President Barack Obama and his administration are urging Congress to avert the $85 billion in automatic spending cuts set to occur March 1, saying they would harm the economic recovery.
These across-the-board “sequestration” cuts, which Congress agreed to following the 2011 debt ceiling crisis and delayed as part of the recent fiscal cliff negotiations, total approximately $1.2 trillion in savings over 10 years by cutting from defense and domestic programs.
“Some in this Congress have proposed preventing only the defense cuts by making even bigger cuts to things like education and job training, Medicare and Social Security benefits,” Obama said in his State of the Union address last week. “That idea is even worse.”
Obama warned the automatic spending reductions would result in harm for defense spending and “job-creating investments.” Thus, he called upon Congress to delay the sequestration.
White House Chief of Staff Denis McDonough appeared on the Sunday talk show circuit to reiterate Obama’s plan to avert the sequester by raising new revenue in addition to cuts.
“We’re going to insist on doing this in a balanced way, a way that allows us to maintain the kinds of investments that middle-class families in this country rely on,” McDonough said on ABC’s “This Week.”
Central Michigan University political science professor Sterling Johnson said the sequester cuts could have a marginally positive effect on the economy.
“The sequestration cuts for the Pentagon will be beneficial,” Johnson said. “The $800 billion defense budget is where the most spending is wasted.”
Meanwhile, House Republicans are attempting to prevent any increase to federal revenues via taxation as part of a potential plan to delay the sequestration cuts.
“Tax reform should be about making the code simpler and fairer for American families and helping employers create jobs,” Rep.
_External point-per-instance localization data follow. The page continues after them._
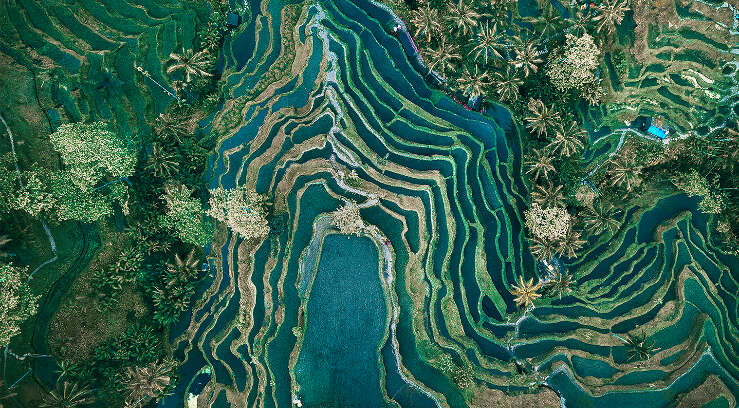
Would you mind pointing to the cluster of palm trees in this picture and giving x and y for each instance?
(138, 385)
(525, 292)
(485, 48)
(192, 65)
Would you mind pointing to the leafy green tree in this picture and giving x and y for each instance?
(540, 164)
(506, 84)
(527, 59)
(17, 302)
(639, 347)
(68, 395)
(95, 161)
(348, 219)
(185, 216)
(610, 14)
(541, 119)
(549, 196)
(695, 184)
(486, 43)
(174, 292)
(473, 83)
(142, 384)
(193, 64)
(462, 17)
(242, 209)
(568, 139)
(426, 20)
(442, 57)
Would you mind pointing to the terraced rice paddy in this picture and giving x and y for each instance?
(315, 91)
(442, 188)
(686, 74)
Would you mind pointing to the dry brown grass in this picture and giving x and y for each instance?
(487, 398)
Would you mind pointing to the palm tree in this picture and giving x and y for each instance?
(600, 218)
(487, 42)
(426, 20)
(541, 118)
(525, 292)
(5, 392)
(624, 172)
(559, 283)
(549, 196)
(67, 395)
(462, 17)
(570, 243)
(540, 165)
(194, 64)
(178, 86)
(611, 13)
(541, 249)
(154, 246)
(580, 21)
(549, 20)
(168, 125)
(568, 139)
(506, 83)
(526, 58)
(442, 57)
(500, 10)
(639, 348)
(472, 84)
(161, 162)
(184, 269)
(144, 383)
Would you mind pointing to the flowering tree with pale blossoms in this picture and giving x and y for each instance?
(242, 209)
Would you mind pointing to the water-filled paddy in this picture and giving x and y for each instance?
(443, 186)
(346, 320)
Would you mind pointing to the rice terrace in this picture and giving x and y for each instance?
(369, 203)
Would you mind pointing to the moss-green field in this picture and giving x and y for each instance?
(334, 203)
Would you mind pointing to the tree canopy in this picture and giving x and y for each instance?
(242, 209)
(575, 67)
(185, 216)
(17, 303)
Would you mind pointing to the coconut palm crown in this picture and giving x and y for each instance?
(525, 292)
(462, 17)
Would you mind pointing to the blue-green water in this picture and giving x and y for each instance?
(346, 317)
(451, 195)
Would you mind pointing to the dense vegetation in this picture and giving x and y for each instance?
(134, 179)
(547, 67)
(147, 187)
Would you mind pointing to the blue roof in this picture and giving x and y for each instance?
(657, 131)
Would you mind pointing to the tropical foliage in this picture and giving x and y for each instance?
(142, 384)
(241, 209)
(348, 219)
(525, 292)
(17, 302)
(68, 395)
(185, 216)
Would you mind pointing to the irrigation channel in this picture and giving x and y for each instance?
(306, 314)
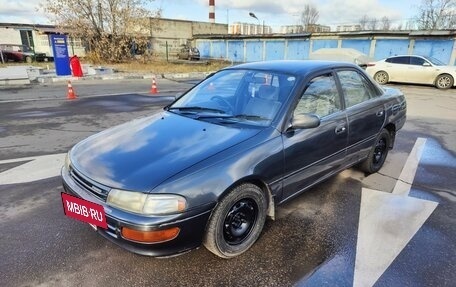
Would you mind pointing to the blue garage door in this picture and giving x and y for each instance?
(218, 50)
(205, 48)
(275, 50)
(236, 51)
(439, 49)
(319, 44)
(253, 51)
(385, 48)
(361, 45)
(298, 50)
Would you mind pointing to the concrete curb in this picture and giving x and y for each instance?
(121, 76)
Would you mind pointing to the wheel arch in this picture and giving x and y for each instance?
(441, 74)
(260, 183)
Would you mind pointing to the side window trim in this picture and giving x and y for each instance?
(330, 74)
(371, 91)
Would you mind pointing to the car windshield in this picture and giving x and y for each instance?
(434, 61)
(233, 96)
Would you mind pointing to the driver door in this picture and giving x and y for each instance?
(312, 154)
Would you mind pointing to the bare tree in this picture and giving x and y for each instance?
(372, 24)
(309, 17)
(436, 14)
(386, 23)
(363, 22)
(111, 28)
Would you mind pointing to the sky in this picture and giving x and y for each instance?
(274, 13)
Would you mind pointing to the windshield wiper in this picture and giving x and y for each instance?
(196, 108)
(240, 116)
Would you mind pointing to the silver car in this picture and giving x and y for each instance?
(413, 69)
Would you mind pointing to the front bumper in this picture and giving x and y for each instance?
(192, 224)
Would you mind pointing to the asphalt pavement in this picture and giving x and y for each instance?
(314, 240)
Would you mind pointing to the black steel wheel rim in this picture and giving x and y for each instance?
(379, 151)
(239, 221)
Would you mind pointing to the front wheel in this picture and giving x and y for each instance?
(444, 81)
(237, 221)
(377, 154)
(381, 77)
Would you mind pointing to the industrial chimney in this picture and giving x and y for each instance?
(212, 11)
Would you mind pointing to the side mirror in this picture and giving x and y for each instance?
(305, 121)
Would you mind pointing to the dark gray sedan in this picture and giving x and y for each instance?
(212, 166)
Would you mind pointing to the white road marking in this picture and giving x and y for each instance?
(387, 222)
(39, 167)
(405, 180)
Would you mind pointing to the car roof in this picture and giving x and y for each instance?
(293, 66)
(395, 56)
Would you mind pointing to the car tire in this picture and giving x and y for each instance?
(377, 154)
(381, 77)
(237, 221)
(444, 81)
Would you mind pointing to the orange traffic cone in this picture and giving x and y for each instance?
(153, 89)
(71, 94)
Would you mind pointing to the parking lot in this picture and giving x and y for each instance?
(352, 230)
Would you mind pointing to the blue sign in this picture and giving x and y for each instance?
(61, 59)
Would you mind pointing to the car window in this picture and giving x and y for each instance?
(399, 60)
(320, 97)
(417, 61)
(355, 87)
(248, 96)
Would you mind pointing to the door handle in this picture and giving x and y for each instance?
(340, 129)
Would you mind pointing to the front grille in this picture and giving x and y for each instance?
(99, 191)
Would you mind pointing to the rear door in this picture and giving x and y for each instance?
(312, 154)
(365, 111)
(397, 68)
(421, 71)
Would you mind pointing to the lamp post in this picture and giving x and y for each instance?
(251, 14)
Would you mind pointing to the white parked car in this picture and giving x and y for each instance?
(413, 69)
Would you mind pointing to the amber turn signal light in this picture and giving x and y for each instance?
(153, 236)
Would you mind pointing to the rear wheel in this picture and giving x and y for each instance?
(377, 154)
(237, 221)
(444, 81)
(381, 77)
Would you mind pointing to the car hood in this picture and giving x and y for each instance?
(141, 154)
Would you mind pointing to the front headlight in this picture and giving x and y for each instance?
(67, 161)
(148, 204)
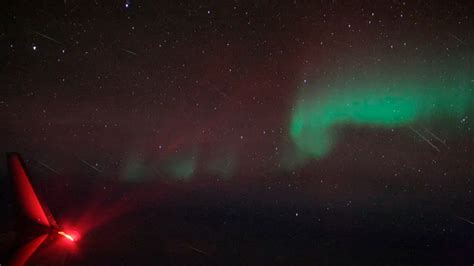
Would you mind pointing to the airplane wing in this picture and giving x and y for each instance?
(26, 195)
(25, 252)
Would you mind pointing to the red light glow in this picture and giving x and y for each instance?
(69, 236)
(27, 196)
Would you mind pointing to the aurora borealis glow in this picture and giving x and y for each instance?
(327, 132)
(375, 103)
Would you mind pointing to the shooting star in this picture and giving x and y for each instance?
(90, 165)
(425, 139)
(48, 167)
(130, 52)
(437, 138)
(465, 219)
(196, 249)
(47, 37)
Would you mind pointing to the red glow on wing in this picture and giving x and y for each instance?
(26, 193)
(24, 254)
(71, 236)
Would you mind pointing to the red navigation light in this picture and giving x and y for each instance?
(73, 236)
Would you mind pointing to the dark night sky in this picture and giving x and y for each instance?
(179, 115)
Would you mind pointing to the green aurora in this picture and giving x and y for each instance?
(381, 103)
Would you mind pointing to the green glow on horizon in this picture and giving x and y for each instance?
(180, 167)
(223, 166)
(314, 118)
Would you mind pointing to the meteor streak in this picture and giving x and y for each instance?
(47, 37)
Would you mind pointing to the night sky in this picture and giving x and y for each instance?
(245, 132)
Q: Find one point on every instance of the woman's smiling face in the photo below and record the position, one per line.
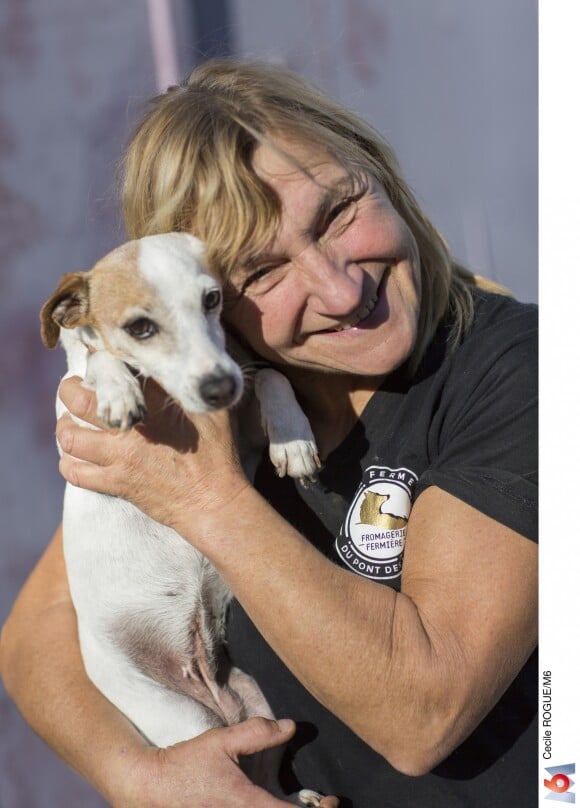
(338, 288)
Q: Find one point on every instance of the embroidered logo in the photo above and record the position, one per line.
(372, 538)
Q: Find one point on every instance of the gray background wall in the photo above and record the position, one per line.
(452, 84)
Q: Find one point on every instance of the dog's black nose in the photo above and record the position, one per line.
(218, 389)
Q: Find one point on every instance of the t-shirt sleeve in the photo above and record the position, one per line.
(483, 441)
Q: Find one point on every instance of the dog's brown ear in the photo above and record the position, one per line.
(67, 307)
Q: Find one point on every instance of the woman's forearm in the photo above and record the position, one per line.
(43, 672)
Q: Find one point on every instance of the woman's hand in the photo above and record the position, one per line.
(206, 770)
(171, 467)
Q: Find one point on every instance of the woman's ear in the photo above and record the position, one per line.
(67, 307)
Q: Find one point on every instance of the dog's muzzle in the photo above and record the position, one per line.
(218, 389)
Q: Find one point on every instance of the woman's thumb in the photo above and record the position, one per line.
(256, 734)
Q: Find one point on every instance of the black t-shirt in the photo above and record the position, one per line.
(467, 423)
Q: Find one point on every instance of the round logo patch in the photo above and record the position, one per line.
(372, 538)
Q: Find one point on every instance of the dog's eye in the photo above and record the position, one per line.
(142, 328)
(212, 299)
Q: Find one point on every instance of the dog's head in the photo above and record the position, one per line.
(154, 304)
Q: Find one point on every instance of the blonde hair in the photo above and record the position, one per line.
(189, 167)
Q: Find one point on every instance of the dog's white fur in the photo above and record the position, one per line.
(150, 607)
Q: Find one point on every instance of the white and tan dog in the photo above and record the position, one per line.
(151, 608)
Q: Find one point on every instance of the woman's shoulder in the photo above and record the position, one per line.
(503, 313)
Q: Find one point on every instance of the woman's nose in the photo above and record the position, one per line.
(333, 284)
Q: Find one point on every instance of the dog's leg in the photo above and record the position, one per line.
(120, 401)
(292, 445)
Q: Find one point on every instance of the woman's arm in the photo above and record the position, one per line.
(418, 669)
(42, 669)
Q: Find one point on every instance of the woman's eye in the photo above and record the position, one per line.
(338, 209)
(212, 299)
(141, 328)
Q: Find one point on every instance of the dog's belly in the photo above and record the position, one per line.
(150, 610)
Dave Camp, R-Midland, said. “The president’s proposal is nothing more than another tax hike to pay for more Washington spending. That is not what America needs.”
The sequestration cuts arrived with another form of spending reduction; the capping of federal agencies’ budgets by $1 trillion over the next decade.
Even so, a recently released report by the nonpartisan Congressional Budget Office projects an accumulation of an additional $7 trillion in debt over the next 10 fiscal years.
The current CBO anticipates “underlying economic factors and fiscal tightening” to result in real GDP growth of 1.4 percent and an unemployment rate of around eight percent for the coming year.